I can't provide any commentary on the clinical design because it's not finalized yet. However, once we do finalize it, the protocol will be listed on clinicaltrials.gov, so you'll definitely hear about it. It's important to note that companies examining overexpression to measure response focus on how AXL drives the tumor. In our case, we view AXL as a means to deliver our toxin into the cell, which is a different approach. While our antibody may have some effect on reducing AXL activity, our primary goal is to effectively deliver a highly potent toxin into the cell. Therefore, comparing AXL as a direct target for malignant cells to AXL as a delivery mechanism for our toxin is not an accurate comparison; the mechanisms are entirely different. More data will be available in the future.

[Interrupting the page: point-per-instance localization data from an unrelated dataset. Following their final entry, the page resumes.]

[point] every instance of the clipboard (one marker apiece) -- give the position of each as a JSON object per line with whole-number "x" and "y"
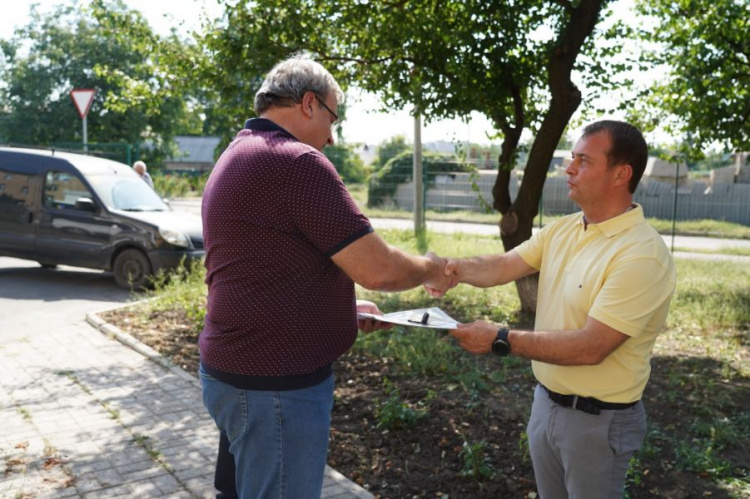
{"x": 433, "y": 318}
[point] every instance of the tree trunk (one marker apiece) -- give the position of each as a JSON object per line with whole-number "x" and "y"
{"x": 518, "y": 216}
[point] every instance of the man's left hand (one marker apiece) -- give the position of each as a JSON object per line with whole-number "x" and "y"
{"x": 476, "y": 337}
{"x": 369, "y": 325}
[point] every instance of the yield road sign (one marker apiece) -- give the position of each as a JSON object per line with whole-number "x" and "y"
{"x": 82, "y": 98}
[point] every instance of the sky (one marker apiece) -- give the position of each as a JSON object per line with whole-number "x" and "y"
{"x": 364, "y": 123}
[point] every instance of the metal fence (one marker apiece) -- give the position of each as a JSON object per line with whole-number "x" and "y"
{"x": 464, "y": 191}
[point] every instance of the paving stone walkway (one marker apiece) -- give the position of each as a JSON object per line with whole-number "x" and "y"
{"x": 83, "y": 415}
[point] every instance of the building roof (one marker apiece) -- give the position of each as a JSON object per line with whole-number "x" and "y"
{"x": 195, "y": 149}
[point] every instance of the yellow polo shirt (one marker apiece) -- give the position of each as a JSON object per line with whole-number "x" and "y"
{"x": 619, "y": 272}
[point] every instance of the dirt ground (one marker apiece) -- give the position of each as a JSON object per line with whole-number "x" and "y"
{"x": 429, "y": 459}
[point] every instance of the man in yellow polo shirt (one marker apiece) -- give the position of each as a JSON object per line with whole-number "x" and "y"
{"x": 606, "y": 280}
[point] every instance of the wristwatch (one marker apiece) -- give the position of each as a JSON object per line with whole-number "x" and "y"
{"x": 501, "y": 345}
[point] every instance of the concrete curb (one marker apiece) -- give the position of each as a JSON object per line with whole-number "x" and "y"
{"x": 335, "y": 485}
{"x": 128, "y": 340}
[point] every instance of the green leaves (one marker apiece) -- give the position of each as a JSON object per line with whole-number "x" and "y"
{"x": 106, "y": 47}
{"x": 705, "y": 91}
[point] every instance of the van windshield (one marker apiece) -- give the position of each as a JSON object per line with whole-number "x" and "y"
{"x": 126, "y": 193}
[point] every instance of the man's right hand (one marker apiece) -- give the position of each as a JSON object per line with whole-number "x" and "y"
{"x": 447, "y": 278}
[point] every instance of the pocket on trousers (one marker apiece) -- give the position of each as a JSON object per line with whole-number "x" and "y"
{"x": 628, "y": 430}
{"x": 226, "y": 404}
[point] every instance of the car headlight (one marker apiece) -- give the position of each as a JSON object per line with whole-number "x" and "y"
{"x": 175, "y": 238}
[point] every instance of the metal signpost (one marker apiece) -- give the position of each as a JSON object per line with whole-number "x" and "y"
{"x": 82, "y": 98}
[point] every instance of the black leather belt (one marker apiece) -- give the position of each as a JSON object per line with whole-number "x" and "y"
{"x": 588, "y": 405}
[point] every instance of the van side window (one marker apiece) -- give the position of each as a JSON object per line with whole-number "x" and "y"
{"x": 62, "y": 189}
{"x": 14, "y": 195}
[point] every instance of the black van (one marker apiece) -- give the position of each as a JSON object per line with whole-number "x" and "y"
{"x": 63, "y": 208}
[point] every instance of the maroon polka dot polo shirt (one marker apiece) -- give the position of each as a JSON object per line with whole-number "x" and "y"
{"x": 279, "y": 310}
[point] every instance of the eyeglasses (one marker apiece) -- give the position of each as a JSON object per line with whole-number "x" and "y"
{"x": 335, "y": 116}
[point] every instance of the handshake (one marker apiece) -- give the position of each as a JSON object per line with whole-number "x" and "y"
{"x": 443, "y": 276}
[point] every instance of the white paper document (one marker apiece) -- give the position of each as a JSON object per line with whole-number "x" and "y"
{"x": 421, "y": 317}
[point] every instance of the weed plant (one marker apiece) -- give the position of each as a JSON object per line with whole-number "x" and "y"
{"x": 476, "y": 466}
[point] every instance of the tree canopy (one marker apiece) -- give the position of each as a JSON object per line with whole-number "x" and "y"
{"x": 704, "y": 95}
{"x": 511, "y": 61}
{"x": 72, "y": 47}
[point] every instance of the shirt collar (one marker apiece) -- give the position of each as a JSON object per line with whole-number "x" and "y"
{"x": 265, "y": 125}
{"x": 620, "y": 223}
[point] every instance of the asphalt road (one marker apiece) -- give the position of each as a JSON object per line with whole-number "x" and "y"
{"x": 680, "y": 242}
{"x": 34, "y": 300}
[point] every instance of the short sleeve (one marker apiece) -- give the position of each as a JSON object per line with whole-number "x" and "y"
{"x": 320, "y": 206}
{"x": 633, "y": 293}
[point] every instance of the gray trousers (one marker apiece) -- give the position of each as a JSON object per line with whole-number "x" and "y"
{"x": 582, "y": 456}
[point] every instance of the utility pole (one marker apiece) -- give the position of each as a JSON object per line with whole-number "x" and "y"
{"x": 419, "y": 220}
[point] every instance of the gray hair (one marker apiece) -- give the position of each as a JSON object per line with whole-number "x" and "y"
{"x": 291, "y": 79}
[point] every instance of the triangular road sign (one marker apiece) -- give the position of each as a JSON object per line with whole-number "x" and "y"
{"x": 82, "y": 98}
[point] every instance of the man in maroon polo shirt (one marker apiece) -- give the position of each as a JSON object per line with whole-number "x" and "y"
{"x": 285, "y": 244}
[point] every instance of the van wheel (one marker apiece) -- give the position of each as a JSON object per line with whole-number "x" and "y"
{"x": 132, "y": 270}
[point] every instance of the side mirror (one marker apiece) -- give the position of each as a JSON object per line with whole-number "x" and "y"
{"x": 85, "y": 204}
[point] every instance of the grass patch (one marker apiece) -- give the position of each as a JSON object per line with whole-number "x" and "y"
{"x": 705, "y": 228}
{"x": 697, "y": 398}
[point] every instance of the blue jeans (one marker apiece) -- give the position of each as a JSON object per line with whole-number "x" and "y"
{"x": 279, "y": 439}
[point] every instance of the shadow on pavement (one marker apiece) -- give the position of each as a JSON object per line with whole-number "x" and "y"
{"x": 65, "y": 283}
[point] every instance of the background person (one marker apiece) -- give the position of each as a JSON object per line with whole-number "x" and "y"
{"x": 285, "y": 244}
{"x": 606, "y": 280}
{"x": 140, "y": 169}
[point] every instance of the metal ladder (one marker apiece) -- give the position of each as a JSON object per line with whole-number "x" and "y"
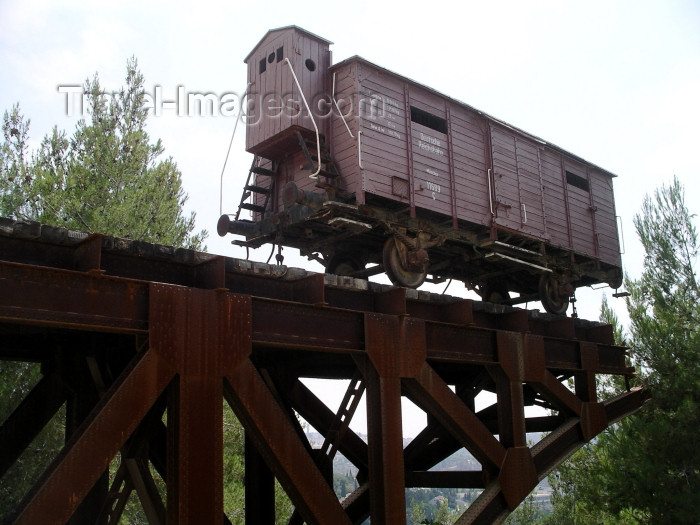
{"x": 251, "y": 189}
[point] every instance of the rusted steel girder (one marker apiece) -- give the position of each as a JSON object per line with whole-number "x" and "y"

Alright. Thanks for taking the question and congrats on the quarter. Very impressive commercial result there. I had three questions on Cami here. First, I just wanted to clarify have you requested or had a pre-BLA meeting with the FDA for Cami? And then second, another question on the etiology of GBS. Have you identified any factors that are associated with risk of a recurrence, whether it's treatment history or any biomarkers? And can that GBS might effect being replicated in animal models? And then lastly, just wanted to see how the Cami and Pembrolizumab combo trial and solid tumors was going and when we could expect to see data from that trial? Thanks and congrats again.

We have not yet requested a meeting with the FDA. When we initiated our Phase II program, we agreed to wait for the one-year follow-up data before compiling our findings and requesting a meeting. That follow-up will be in February 2022, and we want to ensure we have that data, particularly since duration of response is an important factor. As it stands, we have not reached the median duration of response in these patients, which is encouraging, but we will hold off until the one-year data is available. Regarding the ability to replicate this phenomenon in animals, we currently can't do so. Creating a Hodgkin lymphoma model in animals proves challenging, and while we might speculate on transplant tumors, we haven't successfully replicated the situation in animal models. We can replicate some immuno-inflammatory activities when T-Rex cells are depressed, but that doesn't equate to an actual animal model for Guillain-Barré syndrome. We are actively investigating your suggestion about examining treatment history and biomarkers, but it's complex and hasn't provided clear answers yet. The variability in treatment histories makes it unsurprising that we haven't identified anything definitive, but we are continuing our research. As for the Cami program in solid tumors, it is progressing well, reflecting the significant need for new treatments in the areas we're studying. However, I can't provide a definitive timeline for completion since we are still in the dose escalation phase, which we must approach cautiously. Once we finalize the combination of Cami and pembrolizumab and expand our trial, we will be better positioned to share what we’ve learned regarding safety, dosage, and responses. It's still somewhat uncertain, but enrollment is going very well. Did I lose anyone?

Okay. And I'm not showing any further questions. At this time I'd like to turn the call back over to Chris.

Thank you very much everyone for joining the call today. We look forward to keeping you updated on our progress. And have a nice day. Bye. Thank you.

Ladies and gentlemen, this does conclude today's presentation. You may now disconnect and have a wonderful day.